Anthrax cartoon
shows poor taste
Last week you ran a cartoon in your paper (ODE, 10/19) where a person was eating some powdered donuts, and a nearby onlooker in return shouted: “Anthrax!”
Hahahaha. It is hard to believe something done with such poor taste could be shown in a daily campus newspaper, not to mention it had no comedic value whatsoever.
I expected that since the Oregon Daily Emerald is at least some sort of a newspaper, they would have known that at the time of the cartoon, one person had already died from the virus, and since then, two more people have died. Real funny stuff.
Josh Brown
junior
sociology
Fossilized dung
is better than fresh
It’s common sense that:
The University supporting a service that refuses to hire people because of gender is a violation of the University’s own non-discrimination policies.
Losing three to six residential blocks or losing the downtown hospital site to a Coburg/Crescent site is preferable to losing the hospital altogether.
A traffic-filled downtown mall is preferable to an abandoned pedestrian one.
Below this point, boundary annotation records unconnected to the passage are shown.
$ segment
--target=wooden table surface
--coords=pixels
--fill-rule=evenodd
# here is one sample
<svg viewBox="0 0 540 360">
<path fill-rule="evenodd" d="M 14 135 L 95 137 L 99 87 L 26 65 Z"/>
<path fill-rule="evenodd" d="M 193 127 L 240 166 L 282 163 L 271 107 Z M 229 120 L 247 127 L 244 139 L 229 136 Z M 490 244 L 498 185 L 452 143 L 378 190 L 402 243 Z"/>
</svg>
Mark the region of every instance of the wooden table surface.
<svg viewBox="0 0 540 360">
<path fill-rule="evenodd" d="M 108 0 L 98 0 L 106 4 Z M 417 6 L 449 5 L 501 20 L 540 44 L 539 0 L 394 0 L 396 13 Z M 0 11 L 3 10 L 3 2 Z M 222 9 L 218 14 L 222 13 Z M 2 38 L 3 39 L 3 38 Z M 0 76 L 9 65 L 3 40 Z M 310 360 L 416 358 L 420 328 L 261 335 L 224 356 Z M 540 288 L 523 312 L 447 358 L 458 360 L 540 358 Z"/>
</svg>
When you make downtown a historic district, you drive new businesses away and eventually kill downtown by limiting its development. Look at Albany, Corvallis, Lebanon, etc.
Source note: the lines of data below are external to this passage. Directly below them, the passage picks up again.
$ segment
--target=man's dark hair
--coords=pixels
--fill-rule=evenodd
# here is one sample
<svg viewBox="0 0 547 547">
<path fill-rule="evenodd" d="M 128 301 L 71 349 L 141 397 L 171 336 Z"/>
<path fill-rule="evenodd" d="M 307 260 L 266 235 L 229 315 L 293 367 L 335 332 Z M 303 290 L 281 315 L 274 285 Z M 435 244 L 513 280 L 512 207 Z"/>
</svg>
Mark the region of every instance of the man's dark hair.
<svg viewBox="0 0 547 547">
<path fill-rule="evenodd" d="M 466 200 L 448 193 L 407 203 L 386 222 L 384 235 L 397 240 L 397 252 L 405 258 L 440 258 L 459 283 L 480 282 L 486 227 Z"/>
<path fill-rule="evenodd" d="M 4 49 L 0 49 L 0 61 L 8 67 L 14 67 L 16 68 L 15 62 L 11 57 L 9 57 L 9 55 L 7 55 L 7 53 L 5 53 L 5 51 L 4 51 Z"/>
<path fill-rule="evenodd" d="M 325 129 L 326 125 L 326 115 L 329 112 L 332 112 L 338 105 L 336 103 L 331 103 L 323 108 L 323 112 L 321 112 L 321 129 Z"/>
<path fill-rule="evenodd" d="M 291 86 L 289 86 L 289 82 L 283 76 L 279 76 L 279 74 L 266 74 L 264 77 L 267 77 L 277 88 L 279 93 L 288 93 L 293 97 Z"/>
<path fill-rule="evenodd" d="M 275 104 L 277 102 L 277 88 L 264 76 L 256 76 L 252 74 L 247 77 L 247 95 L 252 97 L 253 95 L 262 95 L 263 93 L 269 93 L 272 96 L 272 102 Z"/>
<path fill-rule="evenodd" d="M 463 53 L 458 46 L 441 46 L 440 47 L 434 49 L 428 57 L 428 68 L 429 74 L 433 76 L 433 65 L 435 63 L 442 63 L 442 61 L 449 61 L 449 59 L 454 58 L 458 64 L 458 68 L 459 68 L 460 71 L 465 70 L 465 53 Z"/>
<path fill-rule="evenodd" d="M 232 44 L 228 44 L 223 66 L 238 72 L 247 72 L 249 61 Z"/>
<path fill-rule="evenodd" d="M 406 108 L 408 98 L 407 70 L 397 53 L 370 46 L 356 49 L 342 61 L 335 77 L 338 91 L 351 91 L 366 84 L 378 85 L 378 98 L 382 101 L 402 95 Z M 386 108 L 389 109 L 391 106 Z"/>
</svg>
A student-funded organization that doesn’t undergo an annual budget approval process is wide open to charges of fraud and abuse, regardless of whether there’s impropriety or not.
Any California team that’s having a good season will be ranked higher than any Oregon team, even though we’re better.
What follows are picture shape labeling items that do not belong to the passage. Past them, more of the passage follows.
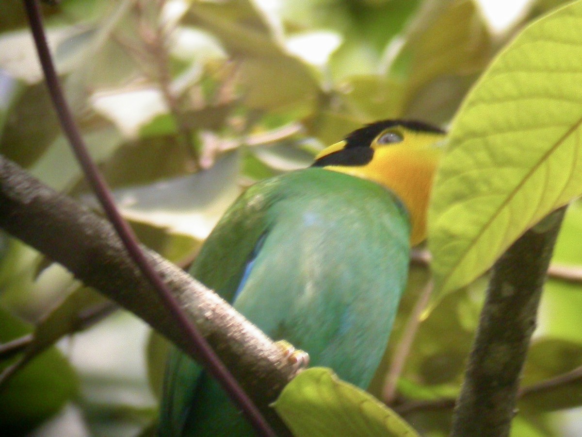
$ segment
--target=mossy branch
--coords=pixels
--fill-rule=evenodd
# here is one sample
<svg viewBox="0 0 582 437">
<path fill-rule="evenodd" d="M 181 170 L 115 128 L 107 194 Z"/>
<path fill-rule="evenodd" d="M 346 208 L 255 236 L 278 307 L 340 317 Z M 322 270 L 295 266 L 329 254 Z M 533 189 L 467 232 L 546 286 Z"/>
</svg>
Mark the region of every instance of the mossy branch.
<svg viewBox="0 0 582 437">
<path fill-rule="evenodd" d="M 0 227 L 136 314 L 184 351 L 173 318 L 108 221 L 0 156 Z M 146 255 L 203 335 L 271 424 L 268 406 L 292 378 L 280 348 L 212 291 L 155 252 Z"/>
<path fill-rule="evenodd" d="M 565 209 L 526 232 L 494 266 L 452 436 L 509 435 L 520 375 Z"/>
</svg>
The odds of you catching Anthrax are infinitesimally low.
Not all war is bad. Without the American Revolution, there would be no America (as we know it), no Bill of Rights, no Constitution, no freedom anywhere — the American Revolution helped to inspire the European and Latin American ones.
Dissent and disagreement aren’t disloyalty.
Not all partisanship is bad. Without dissent, disagreement and discussion, we’d all be boring carbon copies.
Not all partisanship is good, either. Without compromise, we’d never get anything done.
Even a coprolitic daily newspaper like the Emerald, which has all of the vigor and enthusiasm of a lobotomized sloth, is better than a fecal publication like the Commentator.
Derek Ian Jones
sophomore
undeclared
Smoking marijuana
should be your choice
I am 45 years old and capable to make my own choices on how to raise my own family. The interpretation of what marijuana does and how it does it doesn’t even configure in my life (“There’s no hope with dope,” ODE, 10/15). I’m aware marijuana affects different people in different ways, but the issue here is still choice.
Human nature is always looking for escape — whether its coffee, tobacco, alcohol, food, money, sex, whatever. With the shape the nation’s in, it might help everyone to sit back and burn one just to think about what happened and how we’re going to deal with it.
I hate the thought of having to kill another human being, whether in war or peace, and not having a choice on how to deal with it myself. Marijuana is a minute issue. I have children and am dealing with issues of drugs, alcohol, violence, war and now terrorism. I have to teach them how to make their own choices on all of these subjects, and all I have to do it with is sheer determination, help from God, a strong (weakening) back and good friends and family.
Marijuana has strengthened my life in all of these areas. But now I’ve had to give up pot because of drug testing in the workplace. I’ve had the same job for 20 years. Pot has never interfered with anything until this testing started. I thought the Fourth Amendment meant what it said. Apparently I was wrong.
Dale Covington
Cross Plains, Tenn.
Don’t waste money
on 20-54
Please treat 20-54 propaganda as junk mail soliciting your hard-earned dollar. If it “promises more than it can deliver,” don’t waste your money.
The West Eugene Parkway is no more a “solution” than throwing gasoline on fire. Solutions to sprawl are not found by fueling more sprawl. They require step-by-step internal improvements. If surgeons bypassed congested organs to supply peripheral cancers, their patients would die.
That’s why the 1999 Oregon Highway Plan directs “ODOT and local jurisdictions to do everything possible to protect and improve the efficiency of the highway system before adding new highway facilities,” ranking new bypasses as the lowest priority.
That’s why the efforts of planners, elected officials, developers and citizens in TransPlan funded only WEP phase one, ranking the others 15th, 20th and last of the 28 currently nonfunded road projects in Lane County.
That’s why the Federal Highway Administration ruled you can’t start a bypass unless you have money to finish it.
The 1986 vote wasn’t to fund the WEP, only to approve a route that’s proved unworkable. Now developers are trying to bypass prioritization of your tax dollars by buying your vote for their short term financial gain, not for Lane County’s livability.
The WEP is not needed; it will destroy parklands that technology cannot fully mitigate and requires 4-5 times as much money as is currently funded. Guess whose pocket they’ll pick for that?
Vote no on 20-54. Use your limited tax dollars on higher priority transportation improvements.